6. Spinning machine according to claim 2,

7. Spinning machine according to claim 3,

8. Spinning machine according to claim 4,

9. Spinning machine according to claim 1,

the number of the air piping is 1,

the air pipe extends in an arrangement direction of the plurality of spinning units.

10. Spinning machine according to claim 2,

the number of the air piping is 1,

11. Spinning machine according to claim 3,

the number of the air piping is 1,

12. Spinning machine according to claim 4,

the number of the air piping is 1,

13. Spinning machine according to claim 5,

the number of the air piping is 1,

14. Spinning machine according to claim 6,

the number of the air piping is 1,

15. Spinning machine according to claim 7,

the number of the air piping is 1,

16. Spinning machine according to claim 8,

the number of the air piping is 1,

17. Spinning machine according to any one of claims 1 to 16,

the control device acquires the number of the running rotations based on a yarn running signal output from each of the spinning units.

18. Spinning machine according to any one of claims 1 to 16,

the spinning machine is provided with a flow rate measuring device for measuring the flow rate of the air flowing through the air pipe,

the control device acquires the operation speed based on the measurement result of the flow rate measurement device.

19. Spinning machine according to any one of claims 1 to 16,

supplying only the air containing the additive to the air spinning device in operation.

20. Spinning machine according to claim 17,

21. Spinning machine according to any of claims 1-16, 20,

the control device maintains the operation of continuously supplying the additive in a fixed amount when the operation number becomes less than a predetermined number due to a temporary stop of the operation of the air spinning device after the operation number becomes equal to or more than the predetermined number.

22. Spinning machine according to claim 17,

23. Spinning machine according to claim 18,

24. Spinning machine according to claim 19,

25. Spinning machine according to any one of claims 1 to 16, 20, 22 to 24,

the control of continuously supplying the additive is performed for a longer period than the intermittent control.
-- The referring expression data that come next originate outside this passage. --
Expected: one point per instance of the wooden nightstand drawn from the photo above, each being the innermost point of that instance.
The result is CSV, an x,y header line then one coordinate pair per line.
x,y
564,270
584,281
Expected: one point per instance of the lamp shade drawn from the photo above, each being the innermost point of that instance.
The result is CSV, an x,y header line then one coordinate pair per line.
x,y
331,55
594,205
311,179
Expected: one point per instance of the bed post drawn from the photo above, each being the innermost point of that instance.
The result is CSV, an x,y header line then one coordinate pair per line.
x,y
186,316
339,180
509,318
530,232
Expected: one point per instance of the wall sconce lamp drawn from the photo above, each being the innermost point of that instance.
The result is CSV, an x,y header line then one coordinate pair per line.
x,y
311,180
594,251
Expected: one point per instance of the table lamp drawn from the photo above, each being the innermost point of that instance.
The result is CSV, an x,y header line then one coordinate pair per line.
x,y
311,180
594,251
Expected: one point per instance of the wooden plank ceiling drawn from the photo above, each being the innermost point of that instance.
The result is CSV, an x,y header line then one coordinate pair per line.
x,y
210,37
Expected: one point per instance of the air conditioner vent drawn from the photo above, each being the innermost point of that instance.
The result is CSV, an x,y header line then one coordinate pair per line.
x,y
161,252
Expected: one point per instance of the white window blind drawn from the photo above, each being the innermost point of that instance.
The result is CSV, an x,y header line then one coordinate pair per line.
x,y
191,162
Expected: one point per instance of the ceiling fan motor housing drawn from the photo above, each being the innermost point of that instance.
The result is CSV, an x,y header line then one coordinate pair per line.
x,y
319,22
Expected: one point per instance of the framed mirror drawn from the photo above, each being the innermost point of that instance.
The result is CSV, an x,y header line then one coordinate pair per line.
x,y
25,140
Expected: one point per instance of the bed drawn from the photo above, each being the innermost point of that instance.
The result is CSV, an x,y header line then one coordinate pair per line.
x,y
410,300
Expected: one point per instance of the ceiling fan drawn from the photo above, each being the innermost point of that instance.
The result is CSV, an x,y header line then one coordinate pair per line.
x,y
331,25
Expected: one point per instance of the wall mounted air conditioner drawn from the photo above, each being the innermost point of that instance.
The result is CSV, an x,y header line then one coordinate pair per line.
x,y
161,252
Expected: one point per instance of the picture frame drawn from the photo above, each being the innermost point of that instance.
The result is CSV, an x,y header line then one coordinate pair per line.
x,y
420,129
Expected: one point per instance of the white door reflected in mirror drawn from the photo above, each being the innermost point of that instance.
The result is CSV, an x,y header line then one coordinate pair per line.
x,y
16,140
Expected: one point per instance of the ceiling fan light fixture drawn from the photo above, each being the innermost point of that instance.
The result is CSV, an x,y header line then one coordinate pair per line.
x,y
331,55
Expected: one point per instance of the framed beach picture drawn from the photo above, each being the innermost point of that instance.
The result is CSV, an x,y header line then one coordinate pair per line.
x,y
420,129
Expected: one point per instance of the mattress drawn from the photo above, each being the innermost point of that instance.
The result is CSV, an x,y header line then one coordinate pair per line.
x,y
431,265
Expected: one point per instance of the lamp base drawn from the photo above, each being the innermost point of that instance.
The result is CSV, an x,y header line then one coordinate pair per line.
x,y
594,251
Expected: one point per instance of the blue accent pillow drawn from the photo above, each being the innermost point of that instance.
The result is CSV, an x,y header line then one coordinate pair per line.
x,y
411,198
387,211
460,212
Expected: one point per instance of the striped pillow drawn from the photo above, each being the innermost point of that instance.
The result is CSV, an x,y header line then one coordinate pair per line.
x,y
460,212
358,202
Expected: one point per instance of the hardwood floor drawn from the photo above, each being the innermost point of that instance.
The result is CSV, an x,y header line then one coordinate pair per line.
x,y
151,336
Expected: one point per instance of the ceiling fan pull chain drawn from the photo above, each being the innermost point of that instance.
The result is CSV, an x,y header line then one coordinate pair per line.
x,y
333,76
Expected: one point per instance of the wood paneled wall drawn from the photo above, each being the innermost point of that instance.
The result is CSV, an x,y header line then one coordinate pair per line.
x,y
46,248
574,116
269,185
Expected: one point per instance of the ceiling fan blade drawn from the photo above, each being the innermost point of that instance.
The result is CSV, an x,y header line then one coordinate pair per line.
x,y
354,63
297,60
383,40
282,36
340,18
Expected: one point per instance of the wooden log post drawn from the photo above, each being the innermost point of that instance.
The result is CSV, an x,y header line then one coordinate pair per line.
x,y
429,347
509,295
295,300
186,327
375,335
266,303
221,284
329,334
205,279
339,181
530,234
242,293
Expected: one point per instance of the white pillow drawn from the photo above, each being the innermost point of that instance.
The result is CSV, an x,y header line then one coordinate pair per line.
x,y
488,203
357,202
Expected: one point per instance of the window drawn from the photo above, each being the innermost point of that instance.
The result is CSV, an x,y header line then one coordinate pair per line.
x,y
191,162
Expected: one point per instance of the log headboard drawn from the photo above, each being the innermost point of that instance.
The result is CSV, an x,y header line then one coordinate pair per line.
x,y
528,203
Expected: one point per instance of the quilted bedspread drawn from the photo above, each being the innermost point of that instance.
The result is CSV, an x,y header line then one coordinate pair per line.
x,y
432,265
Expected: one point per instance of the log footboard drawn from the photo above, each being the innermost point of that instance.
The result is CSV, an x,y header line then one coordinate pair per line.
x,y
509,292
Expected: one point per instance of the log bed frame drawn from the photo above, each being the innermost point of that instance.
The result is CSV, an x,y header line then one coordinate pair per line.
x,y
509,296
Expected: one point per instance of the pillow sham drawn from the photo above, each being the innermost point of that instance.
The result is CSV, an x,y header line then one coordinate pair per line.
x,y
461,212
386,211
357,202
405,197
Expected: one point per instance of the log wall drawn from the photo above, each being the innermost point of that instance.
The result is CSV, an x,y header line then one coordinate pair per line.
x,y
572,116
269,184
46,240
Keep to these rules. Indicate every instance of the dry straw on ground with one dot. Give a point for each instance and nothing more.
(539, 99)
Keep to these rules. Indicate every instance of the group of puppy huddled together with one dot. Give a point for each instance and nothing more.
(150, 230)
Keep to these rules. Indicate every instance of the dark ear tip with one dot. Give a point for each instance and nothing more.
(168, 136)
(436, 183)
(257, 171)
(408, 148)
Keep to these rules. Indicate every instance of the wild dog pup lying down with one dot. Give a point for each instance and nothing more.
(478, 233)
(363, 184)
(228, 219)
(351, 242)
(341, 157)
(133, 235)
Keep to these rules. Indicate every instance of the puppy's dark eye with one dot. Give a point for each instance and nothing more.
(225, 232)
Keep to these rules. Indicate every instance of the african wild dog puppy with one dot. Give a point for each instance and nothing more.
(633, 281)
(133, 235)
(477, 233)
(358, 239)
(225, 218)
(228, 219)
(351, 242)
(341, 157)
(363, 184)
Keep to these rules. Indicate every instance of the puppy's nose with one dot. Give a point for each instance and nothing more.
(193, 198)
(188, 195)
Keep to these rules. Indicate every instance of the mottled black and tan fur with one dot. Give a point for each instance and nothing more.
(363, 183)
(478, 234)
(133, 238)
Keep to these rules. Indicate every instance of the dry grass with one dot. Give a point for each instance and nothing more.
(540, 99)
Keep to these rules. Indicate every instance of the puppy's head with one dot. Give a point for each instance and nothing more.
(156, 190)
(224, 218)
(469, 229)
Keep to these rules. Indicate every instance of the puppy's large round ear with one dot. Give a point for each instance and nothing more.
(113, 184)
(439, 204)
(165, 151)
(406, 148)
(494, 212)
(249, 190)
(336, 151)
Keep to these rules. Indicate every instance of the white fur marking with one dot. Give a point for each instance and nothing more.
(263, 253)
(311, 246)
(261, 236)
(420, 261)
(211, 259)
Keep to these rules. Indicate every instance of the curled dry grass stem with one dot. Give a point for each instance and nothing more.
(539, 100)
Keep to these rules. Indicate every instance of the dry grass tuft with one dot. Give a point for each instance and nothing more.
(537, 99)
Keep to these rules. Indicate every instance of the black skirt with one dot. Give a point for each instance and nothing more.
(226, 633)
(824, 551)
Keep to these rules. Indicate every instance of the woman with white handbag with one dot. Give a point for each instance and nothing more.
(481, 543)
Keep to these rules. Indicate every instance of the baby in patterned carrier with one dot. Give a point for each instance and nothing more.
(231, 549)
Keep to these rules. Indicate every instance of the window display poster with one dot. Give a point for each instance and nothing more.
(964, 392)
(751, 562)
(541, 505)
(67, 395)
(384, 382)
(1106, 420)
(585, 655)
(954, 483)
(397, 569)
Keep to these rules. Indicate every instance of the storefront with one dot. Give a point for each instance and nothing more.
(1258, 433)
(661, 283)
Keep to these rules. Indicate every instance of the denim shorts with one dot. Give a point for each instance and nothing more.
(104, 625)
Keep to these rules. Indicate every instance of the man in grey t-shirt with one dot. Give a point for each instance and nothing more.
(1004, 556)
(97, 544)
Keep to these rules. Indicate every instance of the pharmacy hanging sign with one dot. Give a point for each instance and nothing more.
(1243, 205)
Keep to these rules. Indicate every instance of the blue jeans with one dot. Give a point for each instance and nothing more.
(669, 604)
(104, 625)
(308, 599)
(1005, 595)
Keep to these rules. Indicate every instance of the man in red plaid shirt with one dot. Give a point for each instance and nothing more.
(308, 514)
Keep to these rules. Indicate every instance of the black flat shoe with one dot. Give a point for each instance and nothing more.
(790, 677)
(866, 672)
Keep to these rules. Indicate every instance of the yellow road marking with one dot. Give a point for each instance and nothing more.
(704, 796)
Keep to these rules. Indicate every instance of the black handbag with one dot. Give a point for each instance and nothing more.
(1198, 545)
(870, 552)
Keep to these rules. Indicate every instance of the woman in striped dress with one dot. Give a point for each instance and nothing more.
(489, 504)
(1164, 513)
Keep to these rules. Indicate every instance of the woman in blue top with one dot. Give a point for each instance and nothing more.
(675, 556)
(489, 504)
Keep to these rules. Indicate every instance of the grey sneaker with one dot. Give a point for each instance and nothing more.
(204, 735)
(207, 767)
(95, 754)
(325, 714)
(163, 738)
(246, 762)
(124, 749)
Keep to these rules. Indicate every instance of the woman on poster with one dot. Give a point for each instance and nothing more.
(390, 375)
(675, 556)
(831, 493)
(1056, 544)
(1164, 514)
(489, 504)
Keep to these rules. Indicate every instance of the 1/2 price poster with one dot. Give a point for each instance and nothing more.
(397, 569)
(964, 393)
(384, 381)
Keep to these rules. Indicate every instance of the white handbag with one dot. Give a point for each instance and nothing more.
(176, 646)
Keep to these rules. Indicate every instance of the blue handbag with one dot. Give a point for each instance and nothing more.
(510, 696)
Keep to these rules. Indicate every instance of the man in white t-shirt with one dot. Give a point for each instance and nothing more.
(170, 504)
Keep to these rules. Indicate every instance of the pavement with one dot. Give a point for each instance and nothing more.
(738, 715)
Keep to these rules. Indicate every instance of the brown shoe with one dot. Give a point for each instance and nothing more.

26. Spinning machine according to claim 17,

27. Spinning machine according to claim 18,

28. Spinning machine according to claim 19,

29. Spinning machine according to claim 21,

30. A spinning method is implemented in a spinning machine, and the spinning machine comprises: a plurality of spinning units each including an air spinning device that generates a yarn by a spinning operation of twisting a fiber bundle with air, and a winding device that winds the yarn around a bobbin to form a package; an air pipe connected to upstream sides of a plurality of supply pipes for supplying the air to the air spinning devices of the plurality of spinning units, respectively, and through which the air flows; and a supply device for supplying an additive to the air pipe,

the method of spinning is characterized in that,

when the number of operations of the air spinning device is less than a predetermined number, the supply device is controlled to intermittently control the supply of the additive so that the amount of the additive supplied is increased in accordance with an increase in the number of operations or the amount of the additive supplied is decreased in accordance with a decrease in the number of operations, and the amount of the additive supplied is increased in accordance with the increase in the number of operations

(the period during which the additive is supplied/the intermittent period) is set as a relationship of (the number of operation/the predetermined number of operations of the air spinning device),

when the number of operation revolutions is a predetermined number or more, the supply device is controlled so as to continuously supply a fixed amount of the additive, and the supply amount of the additive is set based on the predetermined number of operation revolutions of the air spinning device and an optimum amount of the additive for 1 air spinning device.